I need to write optimized NEON code for a project, and I am very happy to write assembly language, but for portability / maintainability I use NEON instrinsics. This code should be as fast as possible, so I use my experience in optimizing ARM to correctly alternate instructions and avoid pipe kiosks. No matter what I do, GCC works against me and creates slower code full of stalls.
Does anyone know how to get GCC to go astray and just translate my insides into code?
Here is an example: I have a simple loop that cancels and copies floating point values. It works with 4 sets of 4 at a time to give some time for memory to load and instructions to execute. There were many registries left, so he had no reason to distort things so much.
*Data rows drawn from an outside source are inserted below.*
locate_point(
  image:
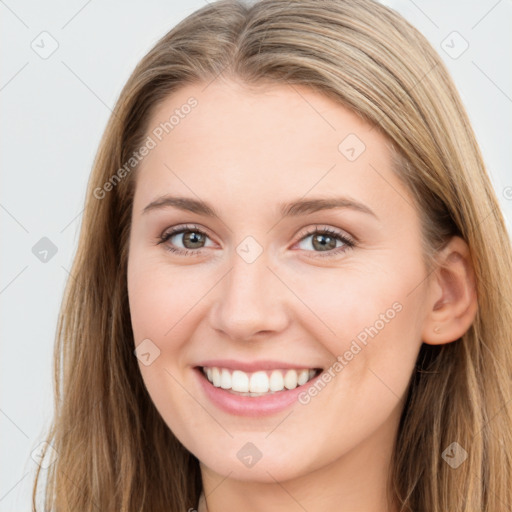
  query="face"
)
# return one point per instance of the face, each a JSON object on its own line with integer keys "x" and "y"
{"x": 306, "y": 315}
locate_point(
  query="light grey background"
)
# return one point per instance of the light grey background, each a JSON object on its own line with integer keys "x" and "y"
{"x": 54, "y": 113}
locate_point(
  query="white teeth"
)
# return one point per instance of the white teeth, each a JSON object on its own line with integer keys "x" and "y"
{"x": 225, "y": 379}
{"x": 302, "y": 377}
{"x": 240, "y": 381}
{"x": 290, "y": 379}
{"x": 257, "y": 383}
{"x": 276, "y": 381}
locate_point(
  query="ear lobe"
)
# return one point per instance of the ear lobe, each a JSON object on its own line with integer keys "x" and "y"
{"x": 452, "y": 299}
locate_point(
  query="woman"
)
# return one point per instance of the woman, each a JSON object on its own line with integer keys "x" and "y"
{"x": 292, "y": 285}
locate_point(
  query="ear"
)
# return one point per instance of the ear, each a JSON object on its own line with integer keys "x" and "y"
{"x": 452, "y": 301}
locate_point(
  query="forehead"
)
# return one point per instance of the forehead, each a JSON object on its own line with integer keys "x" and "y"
{"x": 261, "y": 145}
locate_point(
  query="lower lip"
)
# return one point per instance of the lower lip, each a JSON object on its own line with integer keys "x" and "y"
{"x": 247, "y": 405}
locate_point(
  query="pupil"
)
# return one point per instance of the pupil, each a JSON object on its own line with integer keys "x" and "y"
{"x": 193, "y": 237}
{"x": 325, "y": 242}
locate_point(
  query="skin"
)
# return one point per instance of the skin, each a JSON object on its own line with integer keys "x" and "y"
{"x": 246, "y": 151}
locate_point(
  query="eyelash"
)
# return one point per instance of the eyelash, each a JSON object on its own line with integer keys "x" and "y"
{"x": 347, "y": 241}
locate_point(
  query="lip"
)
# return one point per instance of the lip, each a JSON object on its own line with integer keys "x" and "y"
{"x": 251, "y": 406}
{"x": 253, "y": 366}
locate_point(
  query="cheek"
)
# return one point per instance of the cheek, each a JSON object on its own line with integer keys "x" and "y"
{"x": 367, "y": 319}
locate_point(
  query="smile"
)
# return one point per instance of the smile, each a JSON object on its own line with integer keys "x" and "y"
{"x": 258, "y": 383}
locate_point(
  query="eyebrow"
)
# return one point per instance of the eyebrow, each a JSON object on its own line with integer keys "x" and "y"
{"x": 291, "y": 209}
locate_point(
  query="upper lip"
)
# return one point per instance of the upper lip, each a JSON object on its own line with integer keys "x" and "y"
{"x": 253, "y": 366}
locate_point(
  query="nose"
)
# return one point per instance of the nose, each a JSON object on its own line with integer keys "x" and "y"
{"x": 250, "y": 301}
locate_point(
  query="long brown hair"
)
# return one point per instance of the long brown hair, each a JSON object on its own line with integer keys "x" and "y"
{"x": 114, "y": 451}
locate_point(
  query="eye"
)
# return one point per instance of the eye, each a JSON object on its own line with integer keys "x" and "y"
{"x": 192, "y": 239}
{"x": 323, "y": 240}
{"x": 326, "y": 240}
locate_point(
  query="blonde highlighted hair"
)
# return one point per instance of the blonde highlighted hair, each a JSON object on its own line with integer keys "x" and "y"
{"x": 114, "y": 451}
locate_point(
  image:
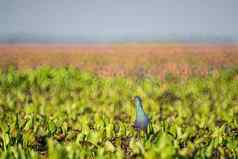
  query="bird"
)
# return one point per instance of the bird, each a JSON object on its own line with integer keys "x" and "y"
{"x": 142, "y": 120}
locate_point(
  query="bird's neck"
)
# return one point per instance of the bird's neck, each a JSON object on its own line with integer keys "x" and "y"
{"x": 139, "y": 110}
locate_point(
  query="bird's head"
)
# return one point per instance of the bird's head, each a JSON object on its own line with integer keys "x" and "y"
{"x": 137, "y": 100}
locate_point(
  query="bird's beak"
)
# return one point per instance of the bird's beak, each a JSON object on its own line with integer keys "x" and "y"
{"x": 132, "y": 100}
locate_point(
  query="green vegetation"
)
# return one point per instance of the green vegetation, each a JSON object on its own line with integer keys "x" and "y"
{"x": 65, "y": 113}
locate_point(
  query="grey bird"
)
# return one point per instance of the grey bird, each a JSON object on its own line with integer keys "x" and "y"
{"x": 142, "y": 120}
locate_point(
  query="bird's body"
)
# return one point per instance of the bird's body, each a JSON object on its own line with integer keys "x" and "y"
{"x": 142, "y": 120}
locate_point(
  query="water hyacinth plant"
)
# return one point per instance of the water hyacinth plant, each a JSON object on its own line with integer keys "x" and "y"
{"x": 66, "y": 113}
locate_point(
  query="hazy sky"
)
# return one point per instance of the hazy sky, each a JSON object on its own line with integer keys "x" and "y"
{"x": 118, "y": 18}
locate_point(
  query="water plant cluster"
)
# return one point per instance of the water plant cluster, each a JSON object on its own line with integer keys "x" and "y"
{"x": 66, "y": 113}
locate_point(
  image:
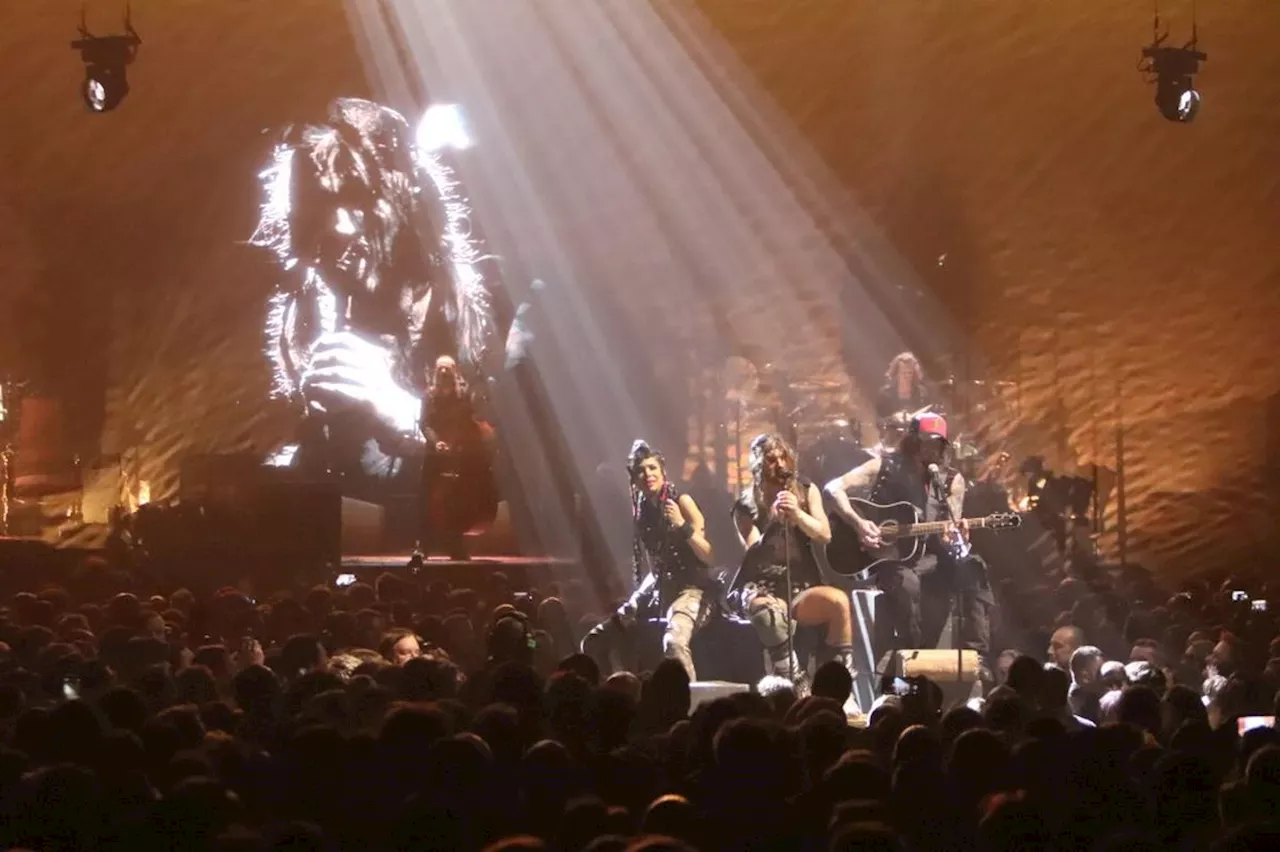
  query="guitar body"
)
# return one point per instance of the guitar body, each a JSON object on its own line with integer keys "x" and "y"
{"x": 846, "y": 555}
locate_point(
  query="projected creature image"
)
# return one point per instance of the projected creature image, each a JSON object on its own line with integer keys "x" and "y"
{"x": 383, "y": 273}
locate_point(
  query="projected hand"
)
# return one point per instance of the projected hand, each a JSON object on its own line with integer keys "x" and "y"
{"x": 350, "y": 371}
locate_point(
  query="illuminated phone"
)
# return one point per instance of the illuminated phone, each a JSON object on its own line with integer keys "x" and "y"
{"x": 1249, "y": 723}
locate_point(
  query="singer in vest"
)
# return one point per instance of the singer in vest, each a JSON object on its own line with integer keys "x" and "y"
{"x": 780, "y": 521}
{"x": 917, "y": 472}
{"x": 671, "y": 554}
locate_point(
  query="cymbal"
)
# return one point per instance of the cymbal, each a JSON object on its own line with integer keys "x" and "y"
{"x": 817, "y": 385}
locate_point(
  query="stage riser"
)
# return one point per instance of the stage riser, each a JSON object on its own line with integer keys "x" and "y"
{"x": 521, "y": 573}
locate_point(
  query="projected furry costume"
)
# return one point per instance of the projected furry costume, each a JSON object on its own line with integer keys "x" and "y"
{"x": 384, "y": 274}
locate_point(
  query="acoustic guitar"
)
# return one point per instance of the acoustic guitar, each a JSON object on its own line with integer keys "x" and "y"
{"x": 903, "y": 536}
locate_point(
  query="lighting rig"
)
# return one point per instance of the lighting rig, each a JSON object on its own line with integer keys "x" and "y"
{"x": 1173, "y": 71}
{"x": 105, "y": 62}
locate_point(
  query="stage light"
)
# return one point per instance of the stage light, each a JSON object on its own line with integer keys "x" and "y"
{"x": 105, "y": 62}
{"x": 1173, "y": 71}
{"x": 443, "y": 127}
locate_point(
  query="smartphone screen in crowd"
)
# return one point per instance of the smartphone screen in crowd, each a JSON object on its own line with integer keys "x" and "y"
{"x": 1249, "y": 723}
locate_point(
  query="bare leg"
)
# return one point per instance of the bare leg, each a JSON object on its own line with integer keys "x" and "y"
{"x": 830, "y": 608}
{"x": 681, "y": 623}
{"x": 768, "y": 615}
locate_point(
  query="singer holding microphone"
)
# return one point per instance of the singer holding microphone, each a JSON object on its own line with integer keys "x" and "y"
{"x": 780, "y": 520}
{"x": 668, "y": 534}
{"x": 915, "y": 472}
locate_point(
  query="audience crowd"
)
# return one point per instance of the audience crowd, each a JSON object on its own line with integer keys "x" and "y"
{"x": 406, "y": 714}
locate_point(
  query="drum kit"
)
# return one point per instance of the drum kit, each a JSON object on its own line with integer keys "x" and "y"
{"x": 817, "y": 416}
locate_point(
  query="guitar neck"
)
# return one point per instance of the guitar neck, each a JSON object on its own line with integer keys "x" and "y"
{"x": 937, "y": 527}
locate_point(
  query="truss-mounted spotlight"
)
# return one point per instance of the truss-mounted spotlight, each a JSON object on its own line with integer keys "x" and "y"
{"x": 1173, "y": 71}
{"x": 105, "y": 62}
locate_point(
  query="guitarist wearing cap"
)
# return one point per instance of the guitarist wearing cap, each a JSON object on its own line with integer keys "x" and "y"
{"x": 917, "y": 473}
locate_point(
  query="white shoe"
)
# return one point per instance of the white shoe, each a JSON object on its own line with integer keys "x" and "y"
{"x": 853, "y": 710}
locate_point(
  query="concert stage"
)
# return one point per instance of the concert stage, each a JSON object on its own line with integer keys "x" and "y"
{"x": 521, "y": 571}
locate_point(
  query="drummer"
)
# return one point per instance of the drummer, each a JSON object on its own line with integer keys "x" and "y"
{"x": 905, "y": 388}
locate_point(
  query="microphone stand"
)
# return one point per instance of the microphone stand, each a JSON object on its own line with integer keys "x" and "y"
{"x": 958, "y": 613}
{"x": 791, "y": 632}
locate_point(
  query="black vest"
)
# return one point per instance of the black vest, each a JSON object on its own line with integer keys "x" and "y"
{"x": 777, "y": 545}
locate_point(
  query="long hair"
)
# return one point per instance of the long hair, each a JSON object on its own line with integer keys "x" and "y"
{"x": 460, "y": 384}
{"x": 640, "y": 452}
{"x": 904, "y": 361}
{"x": 760, "y": 448}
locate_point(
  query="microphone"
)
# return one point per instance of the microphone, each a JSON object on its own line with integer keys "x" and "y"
{"x": 936, "y": 475}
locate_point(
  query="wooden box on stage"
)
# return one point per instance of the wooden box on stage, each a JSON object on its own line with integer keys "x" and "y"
{"x": 941, "y": 665}
{"x": 954, "y": 672}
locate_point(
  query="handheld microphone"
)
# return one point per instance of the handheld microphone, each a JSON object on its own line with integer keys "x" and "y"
{"x": 936, "y": 476}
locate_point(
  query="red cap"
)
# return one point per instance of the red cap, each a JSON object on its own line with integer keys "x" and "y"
{"x": 931, "y": 424}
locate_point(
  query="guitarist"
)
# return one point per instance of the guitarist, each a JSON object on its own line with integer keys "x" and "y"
{"x": 668, "y": 531}
{"x": 778, "y": 521}
{"x": 914, "y": 473}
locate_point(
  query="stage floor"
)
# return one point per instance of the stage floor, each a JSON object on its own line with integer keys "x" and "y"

float32x4_t f32_0, f32_1, f32_2, f32_3; int x; for (x=0; x<n-15; x+=16) { f32_0 = vld1q_f32(&s[x]); f32_1 = vld1q_f32(&s[x+4]); f32_2 = vld1q_f32(&s[x+8]); f32_3 = vld1q_f32(&s[x+12]); __builtin_prefetch(&s[x+64]); f32_0 = vnegq_f32(f32_0); f32_1 = vnegq_f32(f32_1); f32_2 = vnegq_f32(f32_2); f32_3 = vnegq_f32(f32_3); vst1q_f32(&d[x], f32_0); vst1q_f32(&d[x+4], f32_1); vst1q_f32(&d[x+8], f32_2); vst1q_f32(&d[x+12], f32_3); }
This is the code that it generates:
vld1.32 {d18-d19}, [r5] vneg.f32 q9,q9 <-- GCC intentionally causes stalls add r7,r7,#16 vld1.32 {d22-d23}, [r8] add r5,r1,r4 vneg.f32 q11,q11 <-- all of my interleaving is undone (why?!!?) add r8,r3,#256 vld1.32 {d20-d21}, [r10] add r4,r1,r3 vneg.f32 q10,q10 add lr,r1,lr vld1.32 {d16-d17}, [r9] add ip,r1,ip vneg.f32 q8,q8
Additional Information:
- GCC 4.9.2 for Raspbian
- compiler flags:
-c -fPIE -march=armv7-a -Wall -O3 -mfloat-abi=hard -mfpu=neon
When I write a loop in ASM code matched as my built-in ones (without even using additional src / dest registers to get some free ARM loops), it is still faster than GCC code.
Update: I appreciate James's answer, but in the scheme of things, it really doesn't help with the problem. The simplest of my features has been slightly improved with the cortex-a7 option, but most have not changed. The sad truth is that the GCC optimization of the built-in functions is small. When I worked with the Microsoft ARM compiler several years ago, it consistently generated well-crafted output for embedded NEONs, while GCC stumbled sequentially. With GCC 4.9.x nothing has changed. I certainly appreciate the FOSS nature of GCC and the great work of GNU, but I do not deny that it does not do such work as Intel, Microsoft, or even ARM compilers.